Back to articles list Articles
6 minutes read

How to Plot a Running Average in Python Using matplotlib

Visualizing data is an essential part of data science. We show you how to plot running averages using matplotlib

The running average, also known as the moving average or rolling mean, can help filter out the noise and create a smooth curve from time-series data. It can also help highlight different seasonal cycles in time-series data. This is a very common tool used in many fields from physics to environmental science and finance.

In this article, we explain what the running average is and how it is calculated. We also show you how to visualize the results using matplotlib in Python. We further discuss some important things to understand about moving averages to help elevate your data analysis skills.

This article is aimed at people with a bit of experience in data analysis. If you’re looking for an introduction to data science, we have a course that provides the foundational skills. For more material that builds on top of that, take a look at this data science track.

What Is a Running Average?

To generate a running average, we need to decide on a window size in which to calculate the average values. This can be any number from 2 to n-1, where n is the number of data points in the time series. We define a window, calculate an average in the window, slide the window by one data point, and repeat until we get to the end.

To demonstrate this, let’s define some data and calculate a running average in Python in a for loop:

>>> import numpy as np
>>> data = [1, 2, 3, 4, 5, 6, 7, 8, 9, 10]
>>> window = 2
>>> average_data = []
>>> for ind in range(len(data) – window + 1):
...     average_data.append(np.mean(data[ind:ind+window]))

Here, we define a window size of 2 data points and use a list slice to get the subset of data we want to average. Then, we use NumPy to calculate the mean value.

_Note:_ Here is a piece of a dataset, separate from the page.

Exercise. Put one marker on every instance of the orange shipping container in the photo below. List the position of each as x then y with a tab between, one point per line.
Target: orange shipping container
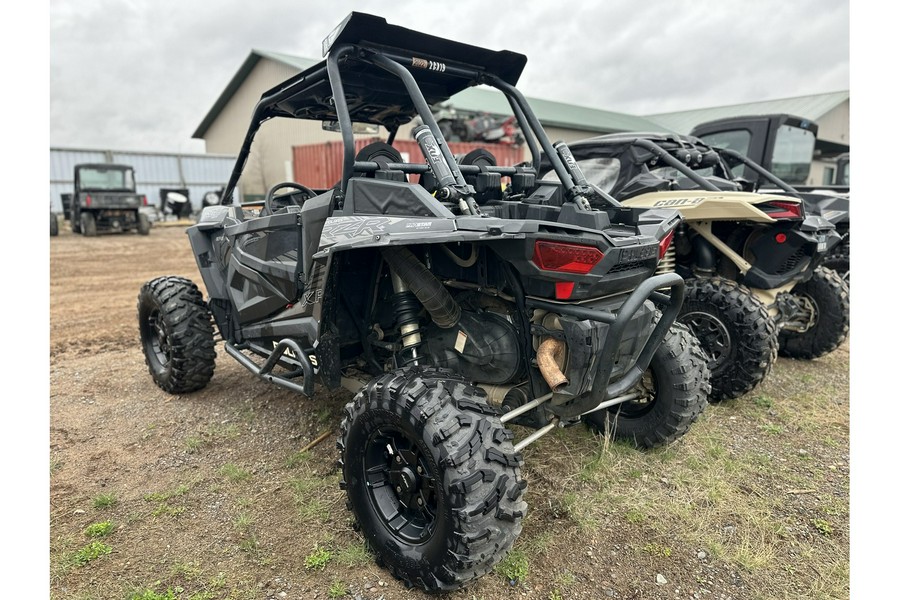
319	165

The index then gets advanced with a for loop, and we repeat. Notice the loop is over len(data) – window + 1, which means our smoothed data has only 9 data points.

If you want to compare the running average to the original data, you have to align them correctly. A convenient way to do this is by inserting a NaN at the start of the list using list.insert(). Try it for yourself.

Plotting a Running Average in matplotlib

As a consequence of this method for smoothing data, the features (e.g., peaks or troughs) in a graph of a moving average lag the real features in the original data. The magnitude of the values is also different from the real data. This is important to keep in mind if you want to identify when a peak in the data has happened and what its magnitude is.

To demonstrate this, we can create a sine wave and calculate a running average in Python like we have done earlier:

>>> x = np.linspace(0, 10, 50)
>>> y = np.sin(x)
>>> window = 5
>>> average_y = []
>>> for ind in range(len(y) - window + 1):
...     average_y.append(np.mean(y[ind:ind+window]))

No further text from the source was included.